Setting Up Docker CI for Rust Projects

Learn how to configure a complete Docker CI pipeline for Rust projects with multi-architecture support and automated releases.

Wayne Lau

  ·  3 min read

Rust CI #

CI #

There are a few stages to get a Docker CI pipeline for Rust

dist #

This is usually the starting point, its quite easy to get started.

The main guide is here.

release.yml #

# the rest comes from dist generate
  custom-docker-publish:
    needs:
      - plan
      - announce
    uses: ./.github/workflows/docker-publish.yml
    with:
      plan: ${{ needs.plan.outputs.val }}
      # i added this so that its easier to automate and apply to other repos
      binary_name: mock-openai
    secrets: inherit
    permissions:
      "contents": "read"
      "packages": "write"

dist-workspace.toml #

Post-announce-jobs does what it says, after announcement of release, trigger the docker yaml.

github-custom-job-permission was due to an error having not enough permissions on my docker workflow.

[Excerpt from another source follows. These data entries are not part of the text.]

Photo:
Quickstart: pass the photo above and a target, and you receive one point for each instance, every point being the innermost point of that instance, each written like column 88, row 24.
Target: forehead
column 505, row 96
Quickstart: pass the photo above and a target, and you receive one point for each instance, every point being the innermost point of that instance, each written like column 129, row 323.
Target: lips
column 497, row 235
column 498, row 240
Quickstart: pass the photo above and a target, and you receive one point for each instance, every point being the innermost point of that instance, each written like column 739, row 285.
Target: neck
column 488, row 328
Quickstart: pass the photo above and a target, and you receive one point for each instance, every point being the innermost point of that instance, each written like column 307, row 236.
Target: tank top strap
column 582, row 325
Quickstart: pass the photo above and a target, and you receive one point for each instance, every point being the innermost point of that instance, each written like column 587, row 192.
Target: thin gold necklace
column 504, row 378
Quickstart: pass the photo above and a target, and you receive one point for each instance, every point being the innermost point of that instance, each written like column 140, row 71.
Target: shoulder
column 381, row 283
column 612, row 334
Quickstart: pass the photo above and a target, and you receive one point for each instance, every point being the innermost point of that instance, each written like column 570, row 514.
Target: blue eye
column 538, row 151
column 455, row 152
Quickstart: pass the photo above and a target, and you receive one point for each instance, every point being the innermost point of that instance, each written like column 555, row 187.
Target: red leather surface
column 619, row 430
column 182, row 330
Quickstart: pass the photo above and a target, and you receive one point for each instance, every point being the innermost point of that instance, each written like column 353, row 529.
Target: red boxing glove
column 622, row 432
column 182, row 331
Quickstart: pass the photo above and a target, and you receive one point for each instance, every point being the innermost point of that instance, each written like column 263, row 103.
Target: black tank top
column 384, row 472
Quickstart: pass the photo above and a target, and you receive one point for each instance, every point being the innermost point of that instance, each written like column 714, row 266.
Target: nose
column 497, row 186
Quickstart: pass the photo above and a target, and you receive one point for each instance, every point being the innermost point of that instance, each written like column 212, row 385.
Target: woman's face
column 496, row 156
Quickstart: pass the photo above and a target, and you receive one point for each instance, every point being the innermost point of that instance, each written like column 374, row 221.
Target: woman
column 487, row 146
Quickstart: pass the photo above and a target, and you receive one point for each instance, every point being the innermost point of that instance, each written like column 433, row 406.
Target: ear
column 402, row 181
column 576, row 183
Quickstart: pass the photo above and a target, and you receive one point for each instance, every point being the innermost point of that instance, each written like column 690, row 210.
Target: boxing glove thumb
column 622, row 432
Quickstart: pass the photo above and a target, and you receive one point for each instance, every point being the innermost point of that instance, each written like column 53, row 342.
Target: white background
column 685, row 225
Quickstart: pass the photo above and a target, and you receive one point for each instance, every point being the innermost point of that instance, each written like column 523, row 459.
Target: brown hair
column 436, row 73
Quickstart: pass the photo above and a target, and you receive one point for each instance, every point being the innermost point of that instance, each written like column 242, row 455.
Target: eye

post-announce-jobs = ["./docker-publish"]
# Permissions for docker-publish workflow
github-custom-job-permissions = { "docker-publish" = { packages = "write", contents = "read" } }
# found this needed to add the binary name
allow-dirty = ["ci"]

docker workflow #

I think the pattern for this is quite generic, but use the announcement tags to help with the versioning.

name: Docker Publish

on:
  workflow_call:
    inputs:
      plan:
        required: true
        type: string
        description: "The dist plan JSON"
      binary_name:
        required: true
        type: string
        description: "The name of the binary produced by cargo-dist"
      target_triple_suffix:
        required: false
        type: string
        default: "unknown-linux-musl"
        description: "The target triple suffix used in artifact names (e.g. unknown-linux-musl or unknown-linux-gnu)"

jobs:
  docker-publish:
    runs-on: ubuntu-22.04
    # Only run for actual releases
    if: ${{ fromJson(inputs.plan).announcement_tag != '' }}
    steps:
      - uses: actions/checkout@v4
        with:
          persist-credentials: false

      # these steps are quite generic
      - name: Set up QEMU
        uses: docker/setup-qemu-action@v3

      - name: Set up Docker Buildx
        uses: docker/setup-buildx-action@v3

      - name: Log in to GHCR
        uses: docker/login-action@v3
        with:
          registry: ghcr.io
          username: ${{ github.actor }}
          password: ${{ secrets.GITHUB_TOKEN }}

      # need the version as ARG for the Docker build
      - name: Extract version from plan
        id: version
        run: |
          TAG='${{ fromJson(inputs.plan).announcement_tag }}'
          echo "version=${TAG}" >> "$GITHUB_OUTPUT"
          echo "tag=${TAG}" >> "$GITHUB_OUTPUT"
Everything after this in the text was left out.